Ceylin’le ilgilenen doktorun yanına gidip durumuyla ilgili detaylı bilgi aldıktan sonra kaldığı odaya geldim. Yeryüzüne inmiş bir melek gibi yatakta uzanmış dururken, tek eksiği gözlerinin açık olmamasıydı! Seslice nefesimi verip “Artık kalkmam gerekiyor!” diye kısık sesle kendime kızdım.
Sandalyeden kalkıp arkamı döndüm. Kapıya vardığımda omzumun üstünden dönüp Ceylin’e baktım. Zorla kafamı önüme çevirip odadan çıktım. Asansöre binip ameliyathane katına bastım. Asansör durup içinden çıktım. Ameliyathanenin önü, biraz önceye oranla daha az kişi varken Kağan Emir’i göremedim. İlerde oturan Ezgi’yi görünce Ezgi’ye doğru yürüdüm. Ezgi’nin yanına vardığımda Ezgi’nin dalgın dalgın önüne bakıyordu.
“Ezgi.”
Cevap vermemesiyle koluna dokunduğumda irkilerek bana baktı. Ardında gözlerini yere indirip “Durumu kritik!” dedi.
“Kimin?”
Sesli cevap vermek yerine kafasını ameliyathaneye çevirince, Ekrem’den bahsettiğini anlasam da sesinin neden titrediğini anlayamamıştım. Biraz ameliyathaneye baktıktan sonra birdenbire ayağa kalktı.
“Ne yapıyoruz?”
Bunu sorsa da gözlerinde geçen korkuyu görüyordum. Hayretle ameliyathane kapısına baktım. Geri dönüp Ezgi’ye baktığımda elini saçına götürmüştü. Saçını kulağının arkasına verirken “Suat ameliyathaneden çıktı mı?” diye sordum.

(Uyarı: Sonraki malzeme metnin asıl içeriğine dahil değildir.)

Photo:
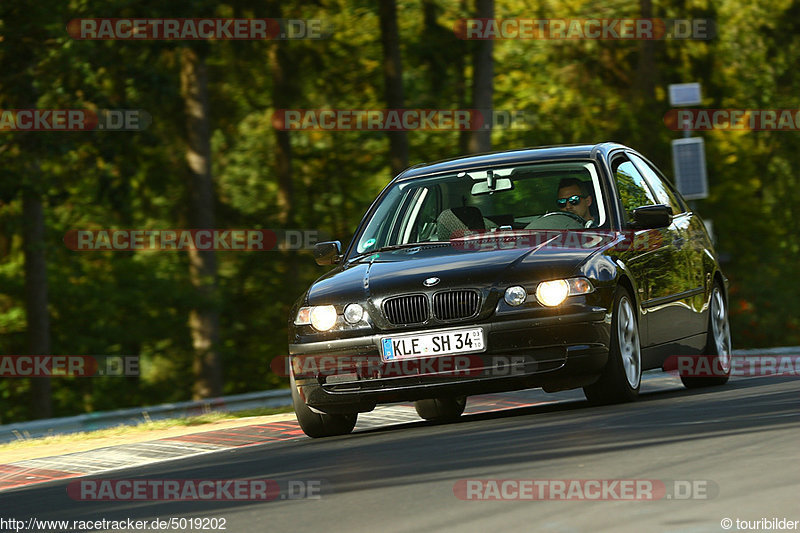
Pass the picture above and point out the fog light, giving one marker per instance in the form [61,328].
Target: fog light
[515,295]
[323,317]
[552,293]
[353,313]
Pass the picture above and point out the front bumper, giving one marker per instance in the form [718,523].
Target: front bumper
[556,353]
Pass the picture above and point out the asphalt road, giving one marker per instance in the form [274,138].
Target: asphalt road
[740,443]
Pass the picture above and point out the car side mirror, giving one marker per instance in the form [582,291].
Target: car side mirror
[328,252]
[652,216]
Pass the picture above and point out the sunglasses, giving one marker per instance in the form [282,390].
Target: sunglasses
[575,199]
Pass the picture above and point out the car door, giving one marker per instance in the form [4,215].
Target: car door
[659,270]
[689,255]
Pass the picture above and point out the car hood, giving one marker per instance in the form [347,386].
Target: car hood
[475,263]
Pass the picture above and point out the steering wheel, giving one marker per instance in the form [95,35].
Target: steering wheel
[573,216]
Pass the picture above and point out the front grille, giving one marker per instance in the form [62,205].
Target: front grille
[452,305]
[401,310]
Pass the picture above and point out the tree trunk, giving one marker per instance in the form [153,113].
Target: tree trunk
[483,80]
[204,317]
[393,80]
[38,317]
[464,136]
[646,66]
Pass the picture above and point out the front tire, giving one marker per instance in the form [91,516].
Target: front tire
[441,409]
[318,425]
[718,344]
[622,375]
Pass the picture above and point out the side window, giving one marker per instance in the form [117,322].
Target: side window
[632,188]
[663,193]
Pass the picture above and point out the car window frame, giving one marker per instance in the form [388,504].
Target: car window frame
[612,158]
[679,201]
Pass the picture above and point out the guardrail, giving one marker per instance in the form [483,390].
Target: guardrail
[138,415]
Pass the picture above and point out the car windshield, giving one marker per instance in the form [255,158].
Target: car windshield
[563,195]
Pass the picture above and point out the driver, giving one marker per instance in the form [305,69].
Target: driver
[575,197]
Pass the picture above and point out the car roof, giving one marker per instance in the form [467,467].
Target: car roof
[520,155]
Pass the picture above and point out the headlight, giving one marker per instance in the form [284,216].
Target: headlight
[552,293]
[353,313]
[515,295]
[321,317]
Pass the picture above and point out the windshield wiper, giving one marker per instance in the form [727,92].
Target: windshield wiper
[400,247]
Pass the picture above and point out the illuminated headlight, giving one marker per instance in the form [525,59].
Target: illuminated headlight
[321,317]
[515,295]
[353,313]
[552,293]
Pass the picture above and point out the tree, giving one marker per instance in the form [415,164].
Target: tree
[393,81]
[483,80]
[204,317]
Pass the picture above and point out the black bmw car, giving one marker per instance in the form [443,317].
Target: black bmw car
[556,267]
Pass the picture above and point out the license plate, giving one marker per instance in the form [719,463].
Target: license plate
[432,344]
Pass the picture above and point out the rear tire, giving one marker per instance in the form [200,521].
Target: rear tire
[318,425]
[441,409]
[622,375]
[718,344]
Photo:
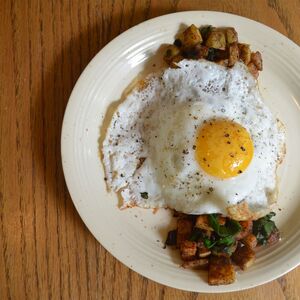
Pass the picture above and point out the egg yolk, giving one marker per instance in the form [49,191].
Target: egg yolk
[224,149]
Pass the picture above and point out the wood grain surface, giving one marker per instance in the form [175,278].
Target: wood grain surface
[46,252]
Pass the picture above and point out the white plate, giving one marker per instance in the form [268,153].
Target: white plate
[135,236]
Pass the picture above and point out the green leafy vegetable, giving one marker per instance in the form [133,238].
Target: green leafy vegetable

Başını evet anlamında salladı.
“Normal odaya aldılar ama kendine hemen gelmez dediler.”
Kimse kendinde değildi. Bu da elde var sıfır demekti!
“Kağan Emir nerede?”
“Gitti.”
“Nereye?”
“Söylemedi. Şüphe duydukları ya da düşmanları olup olmadığını sorduğumda da hayır cevabını verdi!”
Sinirli bir şekilde konuşmasıyla birkaç bakış bizi buldu.
“Olay yeri güvenlik kamerası var mı?”
“Çocuklar inceliyorlar ama kayda değer bir veri yok.”
“Yani samanlıkta iğne arayacağız!”
Başını salladı. Buradan gitmek istemesem de bu saldırıyı düzenleyenleri bulmam gerektiğinden gitmeliydim.
“Gidelim.”
Arkamı dönüp asansöre yürüdüm.
★★○★★
#İdil
“Öldüler mi?”
Patronun sorusuyla başımı hayır manasında salladım.
“Ölmediler ama işleri hastanede bitecek!”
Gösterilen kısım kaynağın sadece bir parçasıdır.